Setting up a Snapshot Pipeline#

Crash Handler Setup#

The Snapshot proto was designed first and foremost as a crash reporting format. This section covers how to set up a crash handler to capture Snapshots.

Generic crash handler flow

A typical crash handler has two entry points:

  1. A software entry path through developer-written ASSERT() or CHECK() calls that indicate a device should go down for a crash if a condition is not met.

  2. A hardware-triggered exception handler path that is initiated when a CPU encounters a fault signal (invalid memory access, bad instruction, etc.).

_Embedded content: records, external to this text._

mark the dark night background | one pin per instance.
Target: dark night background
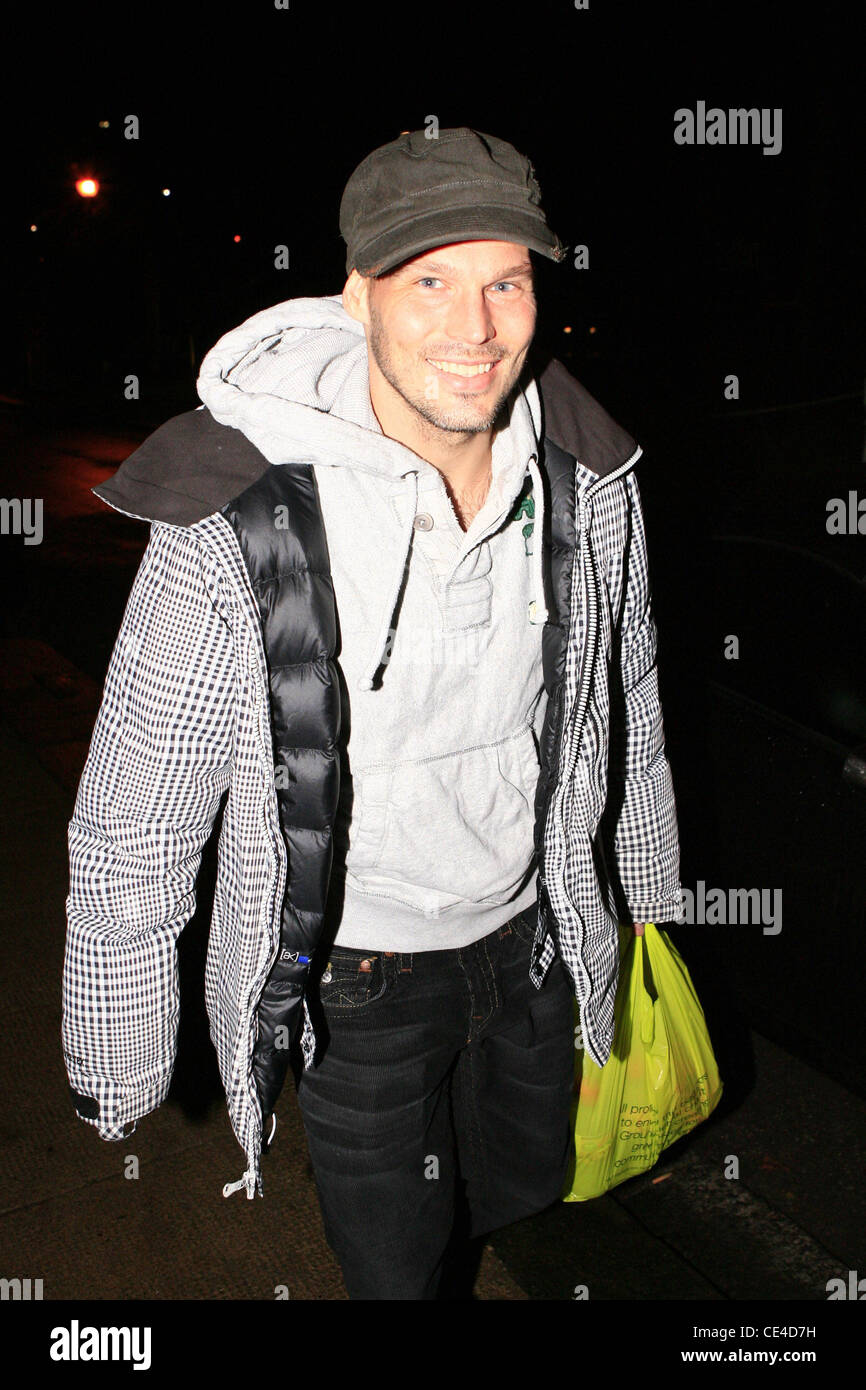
(704, 262)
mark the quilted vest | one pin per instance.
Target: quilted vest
(281, 534)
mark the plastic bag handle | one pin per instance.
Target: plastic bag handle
(648, 1014)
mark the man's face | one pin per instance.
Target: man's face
(449, 330)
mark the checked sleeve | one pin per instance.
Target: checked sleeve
(159, 763)
(647, 837)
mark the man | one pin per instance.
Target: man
(395, 606)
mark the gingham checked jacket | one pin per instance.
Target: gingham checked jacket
(186, 716)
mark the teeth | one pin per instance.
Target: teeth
(460, 369)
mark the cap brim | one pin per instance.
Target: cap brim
(446, 227)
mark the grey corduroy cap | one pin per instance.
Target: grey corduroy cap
(419, 192)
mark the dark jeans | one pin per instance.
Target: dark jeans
(441, 1102)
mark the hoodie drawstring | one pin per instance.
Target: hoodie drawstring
(538, 612)
(378, 653)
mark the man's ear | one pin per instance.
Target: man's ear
(355, 296)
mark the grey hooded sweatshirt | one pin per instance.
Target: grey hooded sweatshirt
(439, 634)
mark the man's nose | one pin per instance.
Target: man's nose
(470, 317)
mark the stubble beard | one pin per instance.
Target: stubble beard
(459, 420)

Before deferring to a common crash handler, these entry paths should disable interrupts to force the system into a single-threaded execution mode. This prevents other threads from operating on potentially bad data or clobbering system state that could be useful for debugging.

The first step in a crash handler should always be a check for nested crashes to prevent infinitely recursive crashes. Once it’s deemed it’s safe to continue, the crash handler can re-initialize logging, initialize storage for crash report capture, and then build a snapshot to later be retrieved from the device. Once the crash report collection process is complete, some post-crash callbacks can be run on a best-effort basis to clean up the system before rebooting. For devices with debug port access, it’s helpful to optionally hold the device in an infinite loop rather than resetting to allow developers to access the device via a hardware debugger.

Assert Handler Setup#

pw_assert is Pigweed’s entry point for software crashes. Route any existing assert functions through pw_assert to centralize the software crash path. You’ll need to create a pw_assert backend or a custom pw_assert_basic handler to pass collected information to a more sophisticated crash handler. One way to do this is to collect the data into a statically allocated struct that is passed to a common crash handler. It’s important to immediately disable interrupts to prevent the system from doing other things while in an impacted state.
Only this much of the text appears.